While it’s generally good advice for most people to avoid installing a developer beta of iOS on their primary carry devices, that counsel goes out the window if your iPhone 12 has lately been suffering from a strange green tint issue.
As we reported back in November, some iPhone 12 models have been affected by a quirky display bug that gives your device an eerie green tint when you’re viewing darker images or all-black backgrounds. Odds are good you’ve already noticed something is up by now, but if not, this video will give you an idea of what the green tint looks like:
The good news? This appears to be a software problem, which is a lot easier to deal with than a hardware issue. But it also means those affected have to wait for Apple to release an official fix for the problem rather than running on down to the nearest Apple Store and demanding a phone swap.
That fix is on its way — in fact, it’s already here, but you’ll have to install the latest iOS beta to take advantage of it. That’ll get you access to a bunch of other fun new features, too, including a lot of new emoji, new swipe gestures in the Music app, a new feature for sharing lyrics out of Apple Music, and a few new shortcut actions (including the ability to take faster screenshots).

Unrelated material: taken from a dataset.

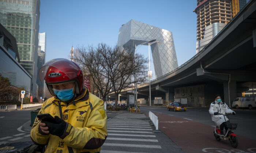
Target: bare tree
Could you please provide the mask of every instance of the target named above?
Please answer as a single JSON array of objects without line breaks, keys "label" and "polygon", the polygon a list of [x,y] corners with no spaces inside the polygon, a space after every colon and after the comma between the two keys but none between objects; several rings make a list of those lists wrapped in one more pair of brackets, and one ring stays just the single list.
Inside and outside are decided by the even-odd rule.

However, you might have to deal with some OS instability and/or app issues if you opt into the developer beta. Only you can decide if fixing your green-tinted screen is worth the potential hassle. (If you’re not suffering from this issue, it’s probably worth waiting for a public beta and/or the official release of iOS 14.5.)
Before installing the iOS 14.5 developer beta 2, make a full backup of your device. Then, visit betaprofiles on your iPhone’s Safari browser. Install the iOS profile, restart your iPhone when you’re asked to, and run a software update to get the latest beta. Make a mental note that once the official iOS 14.5 release drops and you’ve installed it, you can remove the beta profile from your device via Settings > General > Profile.
If you find yourself having issues with the developer beta, you can always revert back to regular iOS 14.4. However, you’ll be restoring from your backup, which means that anything you’ve done since then that hasn’t been saved to the cloud (or elsewhere) will no longer exist.